Read Alignment
Read Alignment with STAR
Now that our reads are trimmed and we are left with high quality biological sequences we can try to map them back to the genome of the organism we sampled. A popular choice of aligner is STAR or Spliced Transcripts Alignment to a Reference. STAR works by finding something called a Maximal Mappable Prefix (MMP) or the longest part of a read that matches a reference sequence. STAR is splice aware in that when it cannot be mapped contiguously to a genome (like in that case where the MMP maps to an exon and and intron!) the next MMP will be identified and will be mapped to only an acceptor splice site! This MMP, when failing to reach the end of a read, will be extended till it can find regions that do match - allowing for mismatches and indels:
STAR: ultrafast universal RNA-seq aligner
Building an Index
Before we can map our reads we need to index our genome, in order to determine order sequence information in such a way to speed up alignment:
nano index.sh
index.sh
#!/bin/bash
# Step 4: Index the reference genome using STAR
STAR --runMode genomeGenerate \
--genomeDir star_index/ \
--genomeFastaFiles data/sequence.fasta
Explanation of Terms
--runMode genomeGenerate
generate genome index--genomeDir star_index/
path to the STAR index--genomeFastaFiles data/sequence.fasta
path to the reference FASTA file
Gene Annotation
The choice of annotation is very important when aligning sequencing! Different gene annotation sources will have different coordinates for genes (also called features):
- GENECODE: advisable for well annotated species (e.g. human/mouse) as this annotation source aims to classify all gene features
- UCSC or ENSEMBL: advisable for non-model organisms as this annotation source aims to classify well classified gene features
Here you will note we are using RefSeq, another annotation option that only contains experimentally validated genes/features. We are using RefSeq here because we can download information for just chromosome 17 which we chose to speed up this tutorial. However, in when mapping RNA-seq data to the whole genome we recommend GENECODE as this will contain genes/features that may not be studied as well.
Read Alignment
align.sh
#!/bin/bash
# Step 5: Align Fastq Files to a Reference Genome
# unzip fastq files
gzip -d ./trimmed_output/*.fq.gz
for file in trimmed_output/*.fq;
do
base=$(basename $file .fq)
STAR --genomeDir star_index/ \
--readFilesIn $file \
--outFileNamePrefix alignment_output/${base}_ \
--outSAMtype BAM SortedByCoordinate \
--outSAMunmapped Within \
--outSAMattributes Standard \
--sjdbGTFfile ./data/sequence.gff3 \
--outFilterScoreMinOverLread 0 \
--outFilterMatchNminOverLread 0 \
--outFilterMatchNmin 0 \
--sjdbOverhang 49
done
# perform quality control on alignment
mkdir qc_output/star_qc
multiqc -o qc_output/star_qc/ --title "STAR Alignment QC Report" alignment_output/*Log.final.out
Explanation of Terms
--genomeDir star_index/
path to the STAR index--outFileNamePrefix alignment_output/${base}_
prefix for output bam files--outSAMtype BAM SortedByCoordinate
sort bam files--outSAMunmapped Within
output unmapped reads within the main SAM file--outSAMattributes Standard
output in standard format--sjdbGTFfile ./data/sequence.gff3
path to the annotation file--sjdbOverhang 49
maximum read length minus 1 (Helps to determine splice junctions)outFilterScoreMinOverLread/outFilterMatchNminOverLread/outFilterMatchNmin
set to zero as our reads are very short and will be discarded otherwise.
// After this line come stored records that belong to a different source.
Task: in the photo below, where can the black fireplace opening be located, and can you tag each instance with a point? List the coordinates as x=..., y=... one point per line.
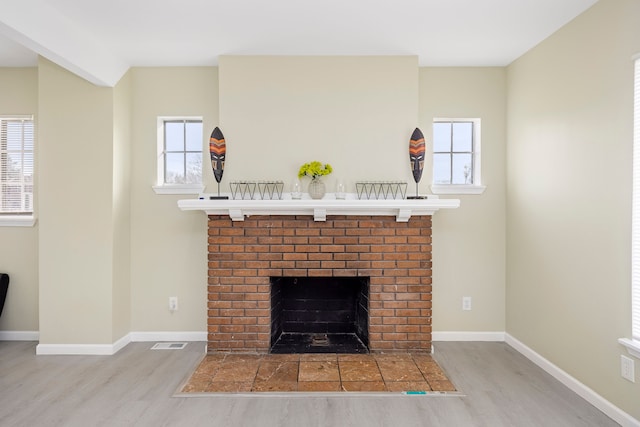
x=319, y=315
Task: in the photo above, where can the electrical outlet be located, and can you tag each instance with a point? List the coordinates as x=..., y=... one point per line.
x=627, y=369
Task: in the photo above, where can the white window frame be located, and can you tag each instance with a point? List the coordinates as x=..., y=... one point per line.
x=633, y=344
x=27, y=218
x=161, y=187
x=476, y=187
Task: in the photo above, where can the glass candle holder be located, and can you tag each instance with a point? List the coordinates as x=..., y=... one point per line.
x=296, y=190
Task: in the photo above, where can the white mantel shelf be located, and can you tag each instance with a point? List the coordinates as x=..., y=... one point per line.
x=320, y=209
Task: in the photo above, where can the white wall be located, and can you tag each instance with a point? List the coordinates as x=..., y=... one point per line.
x=19, y=245
x=569, y=151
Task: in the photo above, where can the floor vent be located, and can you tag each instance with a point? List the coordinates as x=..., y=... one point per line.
x=169, y=346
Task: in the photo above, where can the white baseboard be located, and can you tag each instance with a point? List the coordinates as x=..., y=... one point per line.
x=168, y=336
x=83, y=349
x=612, y=411
x=468, y=336
x=19, y=335
x=76, y=349
x=110, y=349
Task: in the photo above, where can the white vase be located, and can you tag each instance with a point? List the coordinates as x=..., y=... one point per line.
x=317, y=188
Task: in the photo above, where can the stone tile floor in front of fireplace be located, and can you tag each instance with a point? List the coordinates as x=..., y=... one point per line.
x=239, y=373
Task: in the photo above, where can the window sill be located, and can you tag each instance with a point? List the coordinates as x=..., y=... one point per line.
x=633, y=346
x=178, y=189
x=17, y=220
x=458, y=189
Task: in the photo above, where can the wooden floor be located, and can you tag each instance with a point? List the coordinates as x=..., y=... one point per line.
x=135, y=388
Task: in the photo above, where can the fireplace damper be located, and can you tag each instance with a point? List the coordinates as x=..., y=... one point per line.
x=319, y=315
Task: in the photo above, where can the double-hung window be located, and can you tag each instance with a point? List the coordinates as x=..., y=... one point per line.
x=180, y=153
x=456, y=156
x=16, y=170
x=633, y=344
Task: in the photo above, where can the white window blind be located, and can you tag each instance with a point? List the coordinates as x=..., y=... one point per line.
x=16, y=165
x=635, y=229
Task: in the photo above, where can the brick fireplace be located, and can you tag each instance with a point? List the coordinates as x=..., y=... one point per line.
x=245, y=255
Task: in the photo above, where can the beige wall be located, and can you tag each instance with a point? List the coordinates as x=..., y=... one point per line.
x=355, y=113
x=469, y=242
x=168, y=246
x=75, y=212
x=121, y=205
x=19, y=245
x=569, y=193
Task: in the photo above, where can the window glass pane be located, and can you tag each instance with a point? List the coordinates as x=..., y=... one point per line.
x=463, y=136
x=194, y=168
x=462, y=172
x=194, y=136
x=28, y=136
x=441, y=137
x=13, y=171
x=174, y=172
x=174, y=136
x=14, y=136
x=442, y=168
x=27, y=167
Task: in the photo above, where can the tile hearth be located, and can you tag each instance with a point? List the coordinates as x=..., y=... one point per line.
x=240, y=373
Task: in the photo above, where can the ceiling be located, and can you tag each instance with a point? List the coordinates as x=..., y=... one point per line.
x=99, y=40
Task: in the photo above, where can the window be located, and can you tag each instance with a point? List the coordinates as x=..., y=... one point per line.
x=180, y=142
x=16, y=170
x=456, y=156
x=633, y=345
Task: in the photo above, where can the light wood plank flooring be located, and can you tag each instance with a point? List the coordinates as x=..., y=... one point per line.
x=135, y=388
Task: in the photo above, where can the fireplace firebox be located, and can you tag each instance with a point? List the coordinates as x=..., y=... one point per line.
x=319, y=315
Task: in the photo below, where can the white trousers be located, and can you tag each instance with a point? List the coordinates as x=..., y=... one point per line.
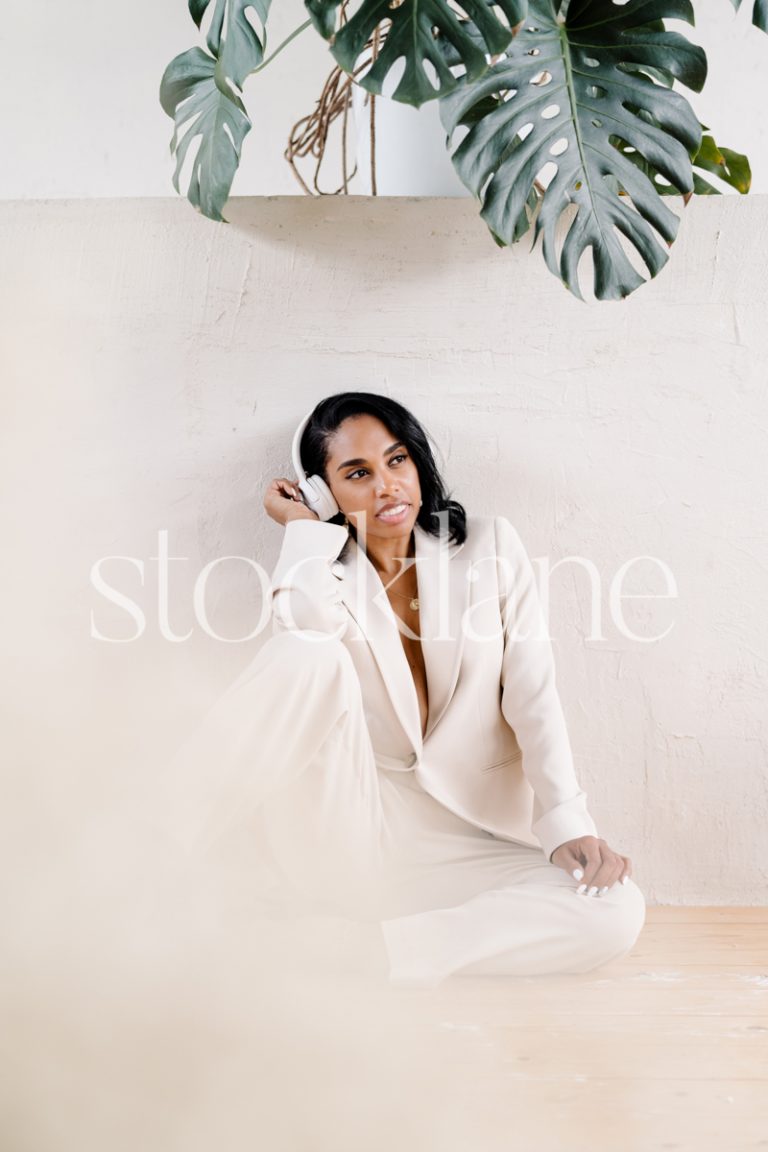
x=287, y=750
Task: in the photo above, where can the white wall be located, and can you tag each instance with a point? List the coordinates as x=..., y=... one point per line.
x=154, y=369
x=80, y=85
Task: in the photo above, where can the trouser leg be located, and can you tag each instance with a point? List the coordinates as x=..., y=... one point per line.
x=286, y=750
x=539, y=925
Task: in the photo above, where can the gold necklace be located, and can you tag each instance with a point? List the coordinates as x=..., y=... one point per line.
x=413, y=600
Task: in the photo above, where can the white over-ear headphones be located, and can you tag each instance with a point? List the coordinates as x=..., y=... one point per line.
x=317, y=494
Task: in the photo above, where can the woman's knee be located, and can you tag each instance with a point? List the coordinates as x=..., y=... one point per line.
x=621, y=921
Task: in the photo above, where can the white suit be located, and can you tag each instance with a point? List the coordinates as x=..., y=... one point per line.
x=445, y=840
x=496, y=750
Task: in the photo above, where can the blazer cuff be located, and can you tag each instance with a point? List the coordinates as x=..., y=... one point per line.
x=564, y=821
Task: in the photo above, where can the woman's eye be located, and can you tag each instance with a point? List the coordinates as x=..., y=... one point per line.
x=401, y=455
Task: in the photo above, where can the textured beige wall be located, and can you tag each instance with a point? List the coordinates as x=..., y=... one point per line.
x=153, y=369
x=154, y=366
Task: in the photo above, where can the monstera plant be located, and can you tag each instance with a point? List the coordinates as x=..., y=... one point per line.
x=561, y=116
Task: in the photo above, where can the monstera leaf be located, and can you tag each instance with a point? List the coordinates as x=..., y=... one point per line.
x=565, y=90
x=731, y=167
x=759, y=13
x=411, y=31
x=232, y=38
x=190, y=92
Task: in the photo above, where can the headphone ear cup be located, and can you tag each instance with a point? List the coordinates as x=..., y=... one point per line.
x=319, y=497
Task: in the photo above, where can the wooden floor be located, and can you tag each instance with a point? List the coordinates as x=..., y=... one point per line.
x=221, y=1044
x=664, y=1050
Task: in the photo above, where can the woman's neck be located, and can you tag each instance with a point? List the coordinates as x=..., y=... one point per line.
x=387, y=555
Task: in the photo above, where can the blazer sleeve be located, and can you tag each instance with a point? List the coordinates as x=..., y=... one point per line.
x=305, y=590
x=530, y=702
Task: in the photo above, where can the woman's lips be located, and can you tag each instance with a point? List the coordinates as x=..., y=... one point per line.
x=389, y=518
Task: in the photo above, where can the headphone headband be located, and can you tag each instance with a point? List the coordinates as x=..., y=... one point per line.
x=317, y=494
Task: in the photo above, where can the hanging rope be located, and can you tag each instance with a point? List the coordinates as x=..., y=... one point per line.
x=310, y=135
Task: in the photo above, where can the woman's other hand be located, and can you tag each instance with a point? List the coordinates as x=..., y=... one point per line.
x=283, y=502
x=600, y=865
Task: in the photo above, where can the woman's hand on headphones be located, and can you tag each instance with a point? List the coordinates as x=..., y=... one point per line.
x=283, y=502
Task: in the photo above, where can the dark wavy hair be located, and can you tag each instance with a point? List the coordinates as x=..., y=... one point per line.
x=314, y=449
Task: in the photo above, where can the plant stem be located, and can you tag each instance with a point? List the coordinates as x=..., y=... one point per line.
x=281, y=46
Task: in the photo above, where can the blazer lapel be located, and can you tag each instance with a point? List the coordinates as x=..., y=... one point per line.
x=443, y=595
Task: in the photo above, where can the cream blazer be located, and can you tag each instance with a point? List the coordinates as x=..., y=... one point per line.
x=496, y=750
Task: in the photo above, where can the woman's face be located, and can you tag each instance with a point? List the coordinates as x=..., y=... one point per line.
x=367, y=469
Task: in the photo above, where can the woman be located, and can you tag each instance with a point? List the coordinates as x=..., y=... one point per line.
x=419, y=768
x=400, y=735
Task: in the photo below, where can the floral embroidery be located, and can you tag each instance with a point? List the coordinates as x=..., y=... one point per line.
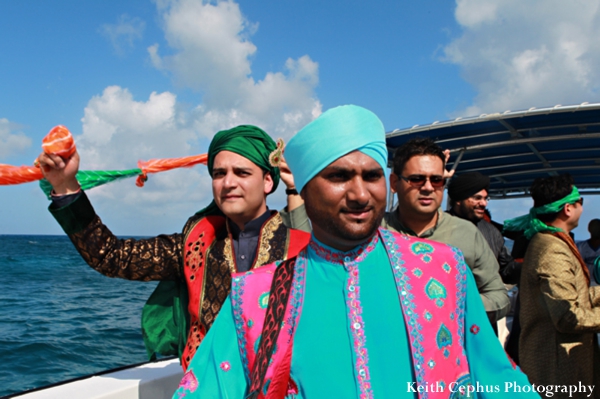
x=436, y=291
x=225, y=366
x=358, y=331
x=350, y=260
x=461, y=295
x=408, y=304
x=444, y=337
x=428, y=316
x=237, y=293
x=263, y=300
x=419, y=248
x=461, y=389
x=297, y=293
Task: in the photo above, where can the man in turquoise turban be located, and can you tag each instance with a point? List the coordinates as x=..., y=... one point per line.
x=361, y=312
x=235, y=233
x=559, y=311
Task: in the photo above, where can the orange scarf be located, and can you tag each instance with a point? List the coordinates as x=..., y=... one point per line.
x=569, y=241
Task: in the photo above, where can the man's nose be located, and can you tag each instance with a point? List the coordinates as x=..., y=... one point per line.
x=229, y=180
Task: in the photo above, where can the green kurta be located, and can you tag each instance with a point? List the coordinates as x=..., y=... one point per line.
x=323, y=355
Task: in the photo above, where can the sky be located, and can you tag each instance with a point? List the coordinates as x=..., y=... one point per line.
x=145, y=79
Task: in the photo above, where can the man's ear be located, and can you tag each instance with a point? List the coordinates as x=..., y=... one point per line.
x=393, y=181
x=268, y=183
x=567, y=210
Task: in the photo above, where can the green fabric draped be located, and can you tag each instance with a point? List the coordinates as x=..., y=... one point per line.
x=165, y=317
x=531, y=225
x=248, y=141
x=93, y=178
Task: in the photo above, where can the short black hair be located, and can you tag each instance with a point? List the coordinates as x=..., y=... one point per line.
x=418, y=146
x=546, y=190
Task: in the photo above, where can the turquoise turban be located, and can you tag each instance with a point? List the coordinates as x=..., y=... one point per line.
x=335, y=133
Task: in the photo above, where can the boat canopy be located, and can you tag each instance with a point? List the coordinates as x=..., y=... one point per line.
x=514, y=148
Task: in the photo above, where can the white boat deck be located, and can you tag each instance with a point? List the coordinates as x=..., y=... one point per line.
x=157, y=380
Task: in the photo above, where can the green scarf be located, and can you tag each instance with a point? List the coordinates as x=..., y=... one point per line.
x=165, y=317
x=531, y=225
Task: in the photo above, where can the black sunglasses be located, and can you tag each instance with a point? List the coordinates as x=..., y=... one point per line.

For reads longer than 50 bp feel free to remove these options
You will also note that we ran MultiQC on our STAR output whic delivers the following:
STAR QC General Statistics: percent of sequences aligned to reference and the number of sequences aligned
STAR QC Alignment Scores: How many reads mapped uniquely, to multiple loci, to too many loci, or were unmapped for being too short
We typically are aiming for 75% or more of our reads to map to our reference. Here we note that only 45-60% of our reads map to our reference. This may be due to the fact that we are only aligning to the chromosome 17 to speed up this tutorial instead of aligning to the whole genome. Additionally, we set outFilterScoreMinOverLread/outFilterMatchNminOverLread/outFilterMatchNmin
to 0 as our reads are very short. For reads longer than 50 bp feel free to remove these options from the STAR command.